Whether you currently work in the public sector, or you have a vast knowledge of the sector and it's history, there could be something you didn't know.

To get your brains thinking, here's five things you probably didn't know about the public sector. 

outside Westminster learning five things you didn't know about the public sector

1. The NHS is one of the largest employers in the world

The National Health Service (NHS) is the world's oldest public healthcare system and renowned for being one of the planet's biggest employers. According to NHS figures from May 2021, the workforce totals around 1.34 million employees, ranging from clinical staff to emergency call handlers. 

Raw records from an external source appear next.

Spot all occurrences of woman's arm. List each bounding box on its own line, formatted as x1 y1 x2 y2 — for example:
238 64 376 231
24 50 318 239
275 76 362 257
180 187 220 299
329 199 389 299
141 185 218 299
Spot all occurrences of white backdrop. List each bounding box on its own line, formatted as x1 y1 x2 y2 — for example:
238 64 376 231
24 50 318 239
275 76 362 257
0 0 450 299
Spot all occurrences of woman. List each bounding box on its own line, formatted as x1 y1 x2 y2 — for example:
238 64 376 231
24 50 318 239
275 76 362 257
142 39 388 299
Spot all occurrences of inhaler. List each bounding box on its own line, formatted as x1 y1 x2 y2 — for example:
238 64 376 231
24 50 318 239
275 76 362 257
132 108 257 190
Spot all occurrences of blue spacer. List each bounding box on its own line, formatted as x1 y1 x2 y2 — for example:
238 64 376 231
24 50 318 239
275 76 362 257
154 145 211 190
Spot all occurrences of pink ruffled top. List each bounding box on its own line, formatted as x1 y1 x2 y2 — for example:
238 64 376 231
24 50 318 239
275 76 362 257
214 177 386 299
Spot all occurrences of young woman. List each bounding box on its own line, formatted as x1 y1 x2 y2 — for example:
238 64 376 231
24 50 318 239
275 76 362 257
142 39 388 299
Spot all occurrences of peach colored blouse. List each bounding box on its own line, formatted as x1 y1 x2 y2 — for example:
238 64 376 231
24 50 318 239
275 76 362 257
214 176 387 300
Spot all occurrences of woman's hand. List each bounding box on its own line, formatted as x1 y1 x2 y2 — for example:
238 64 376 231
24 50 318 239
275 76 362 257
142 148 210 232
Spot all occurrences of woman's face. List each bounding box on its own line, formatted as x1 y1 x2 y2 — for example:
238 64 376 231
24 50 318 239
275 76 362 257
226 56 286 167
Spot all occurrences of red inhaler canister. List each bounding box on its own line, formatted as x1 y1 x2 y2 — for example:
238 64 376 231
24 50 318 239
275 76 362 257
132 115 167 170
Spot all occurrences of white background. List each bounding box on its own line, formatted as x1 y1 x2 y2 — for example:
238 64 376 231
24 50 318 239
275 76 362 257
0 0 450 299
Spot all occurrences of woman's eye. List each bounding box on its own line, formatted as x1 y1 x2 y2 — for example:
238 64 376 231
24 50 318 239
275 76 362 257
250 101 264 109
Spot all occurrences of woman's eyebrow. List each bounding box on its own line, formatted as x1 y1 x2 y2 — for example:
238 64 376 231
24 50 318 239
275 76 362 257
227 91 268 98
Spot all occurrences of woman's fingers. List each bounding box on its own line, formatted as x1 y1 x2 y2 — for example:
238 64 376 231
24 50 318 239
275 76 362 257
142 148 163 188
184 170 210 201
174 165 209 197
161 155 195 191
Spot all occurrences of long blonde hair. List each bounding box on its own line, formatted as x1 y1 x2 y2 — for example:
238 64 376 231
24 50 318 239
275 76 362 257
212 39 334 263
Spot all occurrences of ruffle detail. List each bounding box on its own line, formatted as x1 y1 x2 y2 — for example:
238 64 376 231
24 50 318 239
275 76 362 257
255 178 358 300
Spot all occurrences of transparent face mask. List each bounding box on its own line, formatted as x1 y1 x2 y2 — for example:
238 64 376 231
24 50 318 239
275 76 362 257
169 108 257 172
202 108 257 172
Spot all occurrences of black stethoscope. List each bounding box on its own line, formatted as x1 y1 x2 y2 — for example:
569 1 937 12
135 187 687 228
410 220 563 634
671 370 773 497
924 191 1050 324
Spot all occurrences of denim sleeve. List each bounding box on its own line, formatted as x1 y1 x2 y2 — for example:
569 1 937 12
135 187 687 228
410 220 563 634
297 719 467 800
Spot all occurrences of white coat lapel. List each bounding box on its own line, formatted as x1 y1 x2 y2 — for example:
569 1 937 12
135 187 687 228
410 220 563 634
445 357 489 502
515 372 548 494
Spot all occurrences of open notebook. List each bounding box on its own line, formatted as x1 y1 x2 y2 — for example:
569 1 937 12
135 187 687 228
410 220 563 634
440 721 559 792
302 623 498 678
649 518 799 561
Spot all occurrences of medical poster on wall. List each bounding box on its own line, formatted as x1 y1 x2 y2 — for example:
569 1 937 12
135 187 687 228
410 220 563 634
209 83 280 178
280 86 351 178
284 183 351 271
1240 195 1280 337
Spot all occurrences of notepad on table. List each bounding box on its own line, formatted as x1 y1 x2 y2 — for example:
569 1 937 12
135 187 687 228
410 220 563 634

2. When you call 999, it might be a charity that comes to take you to hospital

How much do we understand about what charities actually do? They compete against companies in the private sector for large-scale public service contracts. With the government’s continued austerity cuts pushing more charities towards delivering these contracts, and away from grant funding, how many of the services we rely on are now run by the charitable sector?

  • Ambulance services
  • Housing
  • Legal or advocacy advice
  • Health and social care
  • Child sexual exploitation services
  • Probation services
  • Community transport
  • Therapy and mental health services
  • Search and rescue
  • Sexual health services

3. The public sector remains the larger employer of women than the private sector

As of September 2021, women represent 46 percent of the public sector workforce compared with 33 percent in the private sector globally. While men still outnumber women in the public sector in 150 countries, women outnumber men in over 55 nations in the public sector. This is change, but is it quick enough? 

4. There are 650 MPs elected to the House of Commons

502 of them are men; 148 are women. Despite there being 650 MPs, the chamber has only 427 seats.

5. We write our laws on £80,000 animal skins

For thousands of years, all laws in Britain have been printed on vellum, a combination of goat and calf skin which lasts for up to 500 years. There was outcry earlier when it was suggested that UK laws could be written on archive paper, as opposed to vellum paper, as a cost saving exercise. But, it was eventually decided that record copies of laws will be printed on archival paper, and the House of Commons will pay for a vellum cover for every bill, complete with calligraphic titling.